Berbagai pembatasan yang terkait dengan investasi syariah sejatinya melindungi investor dari unsur-unsur ketidakjelasan dan potensi penipuan. Namun, ketersediaan produk syariah belum sebanyak produk konvensional.
Oleh
Anastasia Joice Tauris Santi
·3 menit baca
Untuk memulai investasi, kadang ada calon investor yang galau, khawatir keputusan investasinya tidak sesuai dengan kaidah syariah. Sebenarnya, instrumen investasi yang seturut dengan kaidah syariah sudah cukup banyak.
Secara umum, kaidah investasi syariah harus memenuhi beberapa kriteria, di antaranya kehalalan barang, cara memperoleh, dan penggunaannya. Investasi juga tidak boleh mengandung unsur riba, gharar, dan maysir.
Riba merupakan kegiatan ekonomi yang mengenakan tambahan atau bunga terhadap pokok utang. Sementara gharar adalah ketidakpastian dalam sebuah transaksi sehingga berpotensi terjadi penzaliman dari satu pihak terhadap pihak lainnya. Contoh, investasi yang belum jelas instrumen dan obyeknya, seperti yang ditawarkan investasi bodong.
Sebenarnya, instrumen investasi yang seturut dengan kaidah syariah sudah cukup banyak.

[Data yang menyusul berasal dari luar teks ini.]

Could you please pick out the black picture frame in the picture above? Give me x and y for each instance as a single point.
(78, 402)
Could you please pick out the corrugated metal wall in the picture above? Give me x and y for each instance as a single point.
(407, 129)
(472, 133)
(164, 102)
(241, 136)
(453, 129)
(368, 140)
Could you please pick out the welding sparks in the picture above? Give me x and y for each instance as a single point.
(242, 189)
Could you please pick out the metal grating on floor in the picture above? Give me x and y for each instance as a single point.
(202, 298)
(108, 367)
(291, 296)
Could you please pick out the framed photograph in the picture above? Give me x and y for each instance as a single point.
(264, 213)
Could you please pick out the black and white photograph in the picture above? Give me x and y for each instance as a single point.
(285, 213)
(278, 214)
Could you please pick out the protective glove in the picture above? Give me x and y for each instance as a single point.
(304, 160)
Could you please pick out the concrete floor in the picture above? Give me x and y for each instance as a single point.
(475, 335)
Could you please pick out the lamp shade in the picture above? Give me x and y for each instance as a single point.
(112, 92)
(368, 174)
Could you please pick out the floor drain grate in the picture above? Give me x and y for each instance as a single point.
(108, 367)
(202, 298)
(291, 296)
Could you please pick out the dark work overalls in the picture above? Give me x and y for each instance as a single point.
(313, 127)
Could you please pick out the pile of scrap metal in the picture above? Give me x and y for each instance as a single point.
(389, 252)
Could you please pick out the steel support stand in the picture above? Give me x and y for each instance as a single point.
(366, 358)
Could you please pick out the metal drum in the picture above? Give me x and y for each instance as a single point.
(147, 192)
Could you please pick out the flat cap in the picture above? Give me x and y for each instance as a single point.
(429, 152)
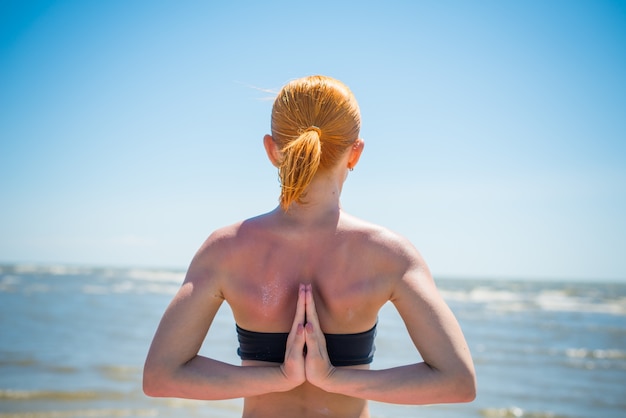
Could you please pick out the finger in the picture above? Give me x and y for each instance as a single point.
(311, 312)
(296, 335)
(299, 317)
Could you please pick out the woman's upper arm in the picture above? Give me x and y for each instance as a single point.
(431, 324)
(187, 319)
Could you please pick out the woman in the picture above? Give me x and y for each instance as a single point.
(305, 283)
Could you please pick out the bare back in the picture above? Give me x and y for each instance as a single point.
(352, 266)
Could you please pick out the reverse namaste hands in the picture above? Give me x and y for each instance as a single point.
(306, 357)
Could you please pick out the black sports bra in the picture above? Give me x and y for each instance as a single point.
(343, 349)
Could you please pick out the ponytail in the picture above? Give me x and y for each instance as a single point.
(310, 114)
(301, 159)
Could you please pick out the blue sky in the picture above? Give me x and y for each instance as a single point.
(495, 131)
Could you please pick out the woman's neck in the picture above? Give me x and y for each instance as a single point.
(320, 205)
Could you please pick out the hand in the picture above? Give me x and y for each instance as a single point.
(293, 367)
(317, 364)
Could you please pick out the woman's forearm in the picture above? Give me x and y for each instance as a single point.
(207, 379)
(415, 384)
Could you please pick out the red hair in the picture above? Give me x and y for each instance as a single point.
(314, 121)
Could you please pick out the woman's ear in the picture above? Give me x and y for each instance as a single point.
(355, 152)
(271, 148)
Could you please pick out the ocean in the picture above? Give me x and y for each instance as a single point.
(73, 341)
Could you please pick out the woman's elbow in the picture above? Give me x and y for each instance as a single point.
(155, 382)
(464, 388)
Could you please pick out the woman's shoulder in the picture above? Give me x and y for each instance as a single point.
(378, 237)
(237, 234)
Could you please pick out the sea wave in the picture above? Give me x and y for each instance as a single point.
(516, 412)
(87, 413)
(32, 395)
(516, 298)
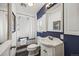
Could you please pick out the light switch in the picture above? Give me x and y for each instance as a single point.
(61, 36)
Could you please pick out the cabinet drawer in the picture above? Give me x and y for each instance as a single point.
(46, 51)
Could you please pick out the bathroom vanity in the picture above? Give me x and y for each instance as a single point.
(53, 47)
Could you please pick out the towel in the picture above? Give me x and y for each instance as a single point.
(23, 41)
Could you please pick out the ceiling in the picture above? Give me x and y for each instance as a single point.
(28, 9)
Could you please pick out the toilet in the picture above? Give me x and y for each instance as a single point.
(33, 49)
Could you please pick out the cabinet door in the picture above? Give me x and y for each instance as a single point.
(47, 51)
(71, 18)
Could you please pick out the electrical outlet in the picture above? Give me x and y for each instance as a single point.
(61, 36)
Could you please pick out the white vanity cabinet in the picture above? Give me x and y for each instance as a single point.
(71, 18)
(52, 51)
(52, 47)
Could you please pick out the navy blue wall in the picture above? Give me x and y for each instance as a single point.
(71, 42)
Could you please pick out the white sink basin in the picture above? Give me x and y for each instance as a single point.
(48, 42)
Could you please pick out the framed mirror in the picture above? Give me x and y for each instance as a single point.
(56, 25)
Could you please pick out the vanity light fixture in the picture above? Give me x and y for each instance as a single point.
(26, 4)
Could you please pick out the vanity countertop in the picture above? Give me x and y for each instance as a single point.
(47, 42)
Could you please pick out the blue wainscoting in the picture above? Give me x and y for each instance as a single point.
(71, 45)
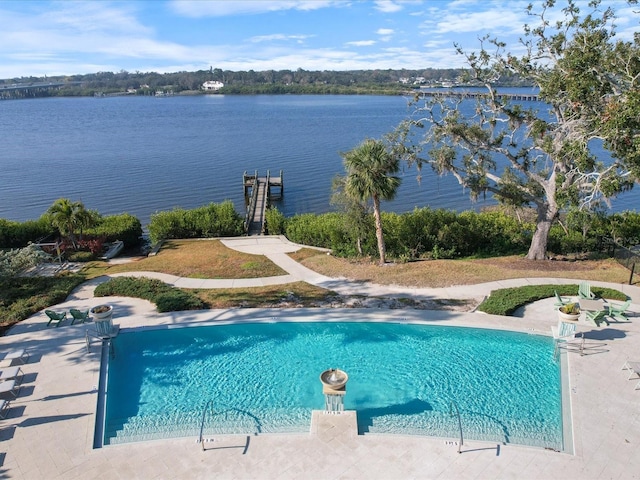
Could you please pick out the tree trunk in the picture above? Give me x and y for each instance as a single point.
(379, 236)
(538, 248)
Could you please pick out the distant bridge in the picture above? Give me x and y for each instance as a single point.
(258, 192)
(6, 90)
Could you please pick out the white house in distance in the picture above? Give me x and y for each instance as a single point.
(212, 85)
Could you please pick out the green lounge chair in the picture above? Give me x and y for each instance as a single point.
(584, 290)
(597, 317)
(4, 408)
(55, 317)
(560, 302)
(616, 311)
(78, 315)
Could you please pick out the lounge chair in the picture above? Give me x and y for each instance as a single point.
(78, 315)
(616, 311)
(21, 355)
(584, 290)
(10, 386)
(12, 373)
(634, 369)
(564, 331)
(560, 302)
(597, 317)
(55, 317)
(4, 408)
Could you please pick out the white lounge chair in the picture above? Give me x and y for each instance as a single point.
(12, 373)
(634, 369)
(9, 386)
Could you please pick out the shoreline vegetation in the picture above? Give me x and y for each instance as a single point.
(270, 82)
(201, 259)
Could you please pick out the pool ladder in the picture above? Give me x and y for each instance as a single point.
(204, 416)
(451, 406)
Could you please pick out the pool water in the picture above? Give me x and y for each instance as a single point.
(264, 378)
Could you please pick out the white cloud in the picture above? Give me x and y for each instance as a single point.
(278, 37)
(387, 6)
(362, 43)
(216, 8)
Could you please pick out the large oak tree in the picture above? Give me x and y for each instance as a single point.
(544, 154)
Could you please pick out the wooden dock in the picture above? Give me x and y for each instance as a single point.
(258, 194)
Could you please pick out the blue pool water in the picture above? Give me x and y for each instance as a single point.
(264, 378)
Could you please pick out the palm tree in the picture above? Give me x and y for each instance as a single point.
(68, 216)
(370, 168)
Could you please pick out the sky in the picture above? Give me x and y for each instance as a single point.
(47, 38)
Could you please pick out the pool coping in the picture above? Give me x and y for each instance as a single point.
(50, 427)
(101, 415)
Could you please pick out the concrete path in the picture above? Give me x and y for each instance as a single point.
(49, 429)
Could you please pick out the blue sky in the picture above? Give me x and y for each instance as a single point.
(76, 37)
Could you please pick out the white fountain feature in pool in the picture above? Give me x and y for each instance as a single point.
(334, 388)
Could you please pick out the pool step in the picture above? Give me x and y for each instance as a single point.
(329, 425)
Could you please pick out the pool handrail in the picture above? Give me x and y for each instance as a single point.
(454, 404)
(204, 414)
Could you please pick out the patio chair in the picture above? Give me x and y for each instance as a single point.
(634, 369)
(10, 386)
(12, 373)
(4, 408)
(597, 317)
(20, 354)
(616, 311)
(584, 290)
(78, 315)
(55, 317)
(560, 302)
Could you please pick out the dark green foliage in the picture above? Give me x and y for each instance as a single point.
(80, 256)
(19, 234)
(439, 234)
(166, 297)
(23, 296)
(123, 227)
(213, 220)
(276, 221)
(506, 301)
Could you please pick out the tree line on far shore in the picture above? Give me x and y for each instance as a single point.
(300, 81)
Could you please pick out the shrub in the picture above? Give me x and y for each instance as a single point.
(20, 234)
(506, 301)
(14, 261)
(123, 227)
(166, 297)
(213, 220)
(276, 221)
(21, 297)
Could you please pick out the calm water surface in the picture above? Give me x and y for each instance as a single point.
(264, 378)
(146, 154)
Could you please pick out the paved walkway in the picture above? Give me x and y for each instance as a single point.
(50, 426)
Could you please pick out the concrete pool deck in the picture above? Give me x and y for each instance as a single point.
(49, 429)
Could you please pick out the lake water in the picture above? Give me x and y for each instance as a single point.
(145, 154)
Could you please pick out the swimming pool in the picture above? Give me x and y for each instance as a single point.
(263, 378)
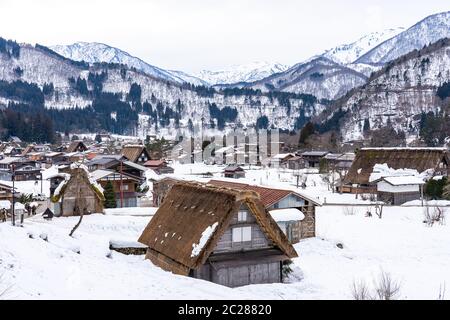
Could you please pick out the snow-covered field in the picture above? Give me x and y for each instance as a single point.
(417, 256)
(349, 247)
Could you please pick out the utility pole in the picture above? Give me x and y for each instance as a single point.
(121, 184)
(13, 215)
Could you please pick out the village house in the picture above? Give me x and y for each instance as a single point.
(357, 180)
(76, 146)
(217, 234)
(295, 163)
(312, 158)
(275, 199)
(161, 188)
(117, 163)
(159, 166)
(78, 194)
(22, 169)
(136, 153)
(234, 172)
(397, 190)
(5, 191)
(125, 186)
(281, 160)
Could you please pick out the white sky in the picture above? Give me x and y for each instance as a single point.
(191, 35)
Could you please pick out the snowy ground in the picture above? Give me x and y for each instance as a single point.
(62, 267)
(349, 247)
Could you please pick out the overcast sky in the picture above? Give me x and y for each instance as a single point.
(191, 35)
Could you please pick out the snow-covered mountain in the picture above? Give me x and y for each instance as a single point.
(348, 53)
(320, 77)
(241, 73)
(153, 105)
(93, 52)
(427, 31)
(399, 93)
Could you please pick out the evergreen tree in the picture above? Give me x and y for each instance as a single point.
(110, 196)
(306, 132)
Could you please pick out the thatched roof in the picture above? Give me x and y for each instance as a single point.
(75, 145)
(132, 153)
(268, 196)
(188, 211)
(83, 174)
(420, 159)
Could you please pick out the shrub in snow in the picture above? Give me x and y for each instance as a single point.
(360, 290)
(434, 215)
(287, 268)
(349, 211)
(384, 288)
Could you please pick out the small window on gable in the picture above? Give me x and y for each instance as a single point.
(242, 216)
(242, 234)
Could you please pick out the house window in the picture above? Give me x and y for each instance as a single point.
(243, 234)
(242, 216)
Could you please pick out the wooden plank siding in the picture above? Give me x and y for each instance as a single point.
(258, 238)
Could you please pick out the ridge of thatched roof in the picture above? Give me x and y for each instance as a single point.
(132, 152)
(420, 159)
(189, 210)
(75, 172)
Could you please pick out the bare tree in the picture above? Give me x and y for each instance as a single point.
(386, 288)
(3, 288)
(379, 209)
(360, 290)
(437, 215)
(349, 210)
(441, 292)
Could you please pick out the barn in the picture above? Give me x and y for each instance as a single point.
(217, 234)
(357, 180)
(79, 194)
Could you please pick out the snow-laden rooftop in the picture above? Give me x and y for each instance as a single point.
(403, 180)
(284, 215)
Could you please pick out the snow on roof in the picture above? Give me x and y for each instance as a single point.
(382, 170)
(6, 204)
(282, 155)
(100, 173)
(198, 247)
(291, 214)
(403, 180)
(315, 153)
(407, 148)
(9, 160)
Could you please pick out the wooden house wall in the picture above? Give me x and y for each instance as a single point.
(88, 200)
(258, 241)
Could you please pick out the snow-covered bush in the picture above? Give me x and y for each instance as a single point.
(349, 211)
(433, 216)
(384, 288)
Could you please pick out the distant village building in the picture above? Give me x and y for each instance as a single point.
(296, 163)
(136, 153)
(234, 172)
(398, 190)
(5, 191)
(159, 166)
(281, 160)
(278, 199)
(161, 189)
(22, 168)
(76, 146)
(125, 186)
(221, 235)
(357, 180)
(312, 158)
(79, 194)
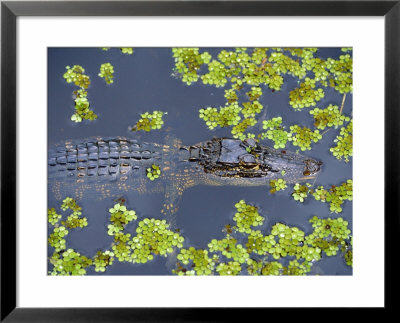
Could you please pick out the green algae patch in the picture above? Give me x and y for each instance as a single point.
(150, 121)
(334, 195)
(277, 185)
(107, 72)
(153, 172)
(76, 76)
(344, 143)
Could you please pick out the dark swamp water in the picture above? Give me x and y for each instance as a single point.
(143, 82)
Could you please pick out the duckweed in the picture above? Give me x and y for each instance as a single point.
(344, 143)
(301, 191)
(277, 185)
(153, 238)
(52, 216)
(149, 121)
(230, 268)
(107, 72)
(127, 50)
(69, 263)
(302, 137)
(102, 260)
(306, 95)
(328, 117)
(153, 172)
(120, 216)
(247, 216)
(76, 75)
(275, 132)
(202, 264)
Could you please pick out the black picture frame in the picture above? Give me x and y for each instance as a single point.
(10, 10)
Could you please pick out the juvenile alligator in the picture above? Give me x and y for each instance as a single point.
(113, 166)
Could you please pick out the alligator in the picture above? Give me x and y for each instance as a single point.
(109, 167)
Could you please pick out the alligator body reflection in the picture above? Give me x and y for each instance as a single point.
(110, 167)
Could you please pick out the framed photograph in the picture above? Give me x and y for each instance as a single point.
(159, 158)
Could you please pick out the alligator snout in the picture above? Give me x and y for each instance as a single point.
(311, 167)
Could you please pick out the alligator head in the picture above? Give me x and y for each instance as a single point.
(227, 157)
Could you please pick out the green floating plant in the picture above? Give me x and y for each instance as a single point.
(153, 172)
(70, 203)
(336, 195)
(120, 247)
(187, 63)
(275, 132)
(75, 74)
(250, 109)
(202, 264)
(107, 72)
(52, 216)
(82, 107)
(246, 217)
(296, 269)
(341, 73)
(56, 239)
(328, 117)
(344, 143)
(230, 249)
(150, 121)
(302, 137)
(224, 117)
(120, 216)
(301, 191)
(331, 236)
(277, 185)
(102, 260)
(306, 96)
(230, 268)
(74, 221)
(153, 238)
(69, 263)
(254, 94)
(238, 130)
(127, 50)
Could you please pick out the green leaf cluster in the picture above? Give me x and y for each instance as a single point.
(301, 191)
(328, 117)
(306, 95)
(344, 143)
(107, 72)
(330, 235)
(120, 216)
(102, 260)
(201, 263)
(153, 172)
(76, 75)
(52, 216)
(275, 132)
(153, 238)
(277, 185)
(341, 73)
(231, 268)
(188, 62)
(303, 136)
(336, 195)
(69, 263)
(247, 216)
(149, 121)
(127, 50)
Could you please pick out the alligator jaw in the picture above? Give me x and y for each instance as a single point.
(225, 157)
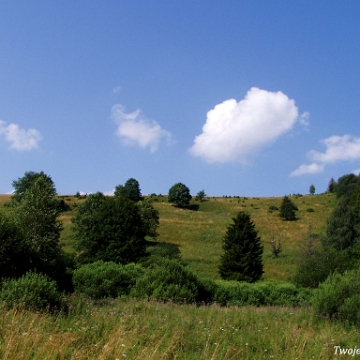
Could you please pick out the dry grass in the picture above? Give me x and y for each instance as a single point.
(153, 330)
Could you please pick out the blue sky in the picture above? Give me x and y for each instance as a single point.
(249, 98)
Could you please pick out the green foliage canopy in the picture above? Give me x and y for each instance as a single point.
(179, 194)
(109, 229)
(287, 209)
(131, 190)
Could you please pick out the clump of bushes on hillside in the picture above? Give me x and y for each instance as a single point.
(32, 291)
(101, 279)
(339, 297)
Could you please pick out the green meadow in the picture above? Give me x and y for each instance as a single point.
(197, 232)
(149, 329)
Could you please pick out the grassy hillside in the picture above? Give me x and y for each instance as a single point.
(140, 329)
(197, 232)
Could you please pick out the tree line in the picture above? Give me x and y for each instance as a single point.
(110, 236)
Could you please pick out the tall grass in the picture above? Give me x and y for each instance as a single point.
(153, 330)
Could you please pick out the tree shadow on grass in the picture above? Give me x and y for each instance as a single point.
(163, 249)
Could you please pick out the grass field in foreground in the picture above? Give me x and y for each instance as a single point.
(151, 330)
(138, 329)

Untuk menghindari jebakan investasi semacam ini, investor dapat mengecek apakah harga yang ditawarkan wajar, serta barang dan penyerahannya jelas. Di Indonesia, hal ini dapat dilakukan melalui Otoritas Jasa Keuangan (OJK). Suatu investasi atau entitas yang menawarkan investasi yang jelas semestinya terdaftar di OJK.
Sementara maysir merupakan transaksi yang mengandung unsur perjudian. Judi terkait erat dengan spekulasi. Dalam hal ini spekulasi yang mengacu pada skema yang mengalokasikan sedikit dana untuk mendapatkan dana dalam jumlah besar.
Untuk mendapatkan pengembalian besar, ada hak orang lain yang diambil. Dalam konteks investasi, skema ponzi dan money game termasuk di dalamnya. Investasi dengan situasi seperti ini sudah jelas tidak sesuai kaidah syariah.
Selain itu, investasi yang halal pun dapat berubah menjadi haram jika dilakukan dengan praktik yang tidak baik. Misalnya, jika sebuah investasi syariah mengandung unsur penipuan atau tadlis.
Bisa juga karena terjadinya pemaksaan akad dari satu pihak ke pihak lainnya, menimbun untuk mencari keuntungan besar, atau menyembunyikan kondisi tidak sempurna atau adanya kecacatan.
Produk
Secara umum, produk investasi konvensional tidak jauh berbeda dengan produk investasi syariah. Demikian pula dengan kinerjanya. Berbagai pembatasan yang terkait dengan investasi syariah sejatinya melindungi investor dari unsur-unsur ketidakjelasan dan potensi penipuan. Namun, ketersediaan produk syariah belum sebanyak produk konvensional.
Instrumen investasi yang seturut dengan prinsip syariah di antaranya emas, tanah, atau bangunan. Sementara untuk produk investasi di pasar modal, para investor dapat memilih obligasi ritel, seperti sukuk ritel atau sukri. Dapat pula memilih saham-saham syariah.
Beberapa sekuritas telah memasukkan pilihan investasi saham syariah dalam platform online trading-nya. Jika investor sudah memutuskan untuk memilih saham syariah, dia tidak dapat bertransaksi saham yang tidak sesuai dengan prinsip syariah, seperti saham perbankan konvensional.
Reksa dana syariah juga dapat menjadi pilihan. Reksa dana ini sudah diracik berdasarkan prinsip syariah dan diawasi oleh Dewan Pengawas Syariah pada setiap manajer investasi. Reksa dana ini berisi obligasi sukuk atau saham yang masuk dalam Daftar Efek Syariah.
Jadi, dengan memegang prinsip syariah, kita tetap dapat berinvestasi.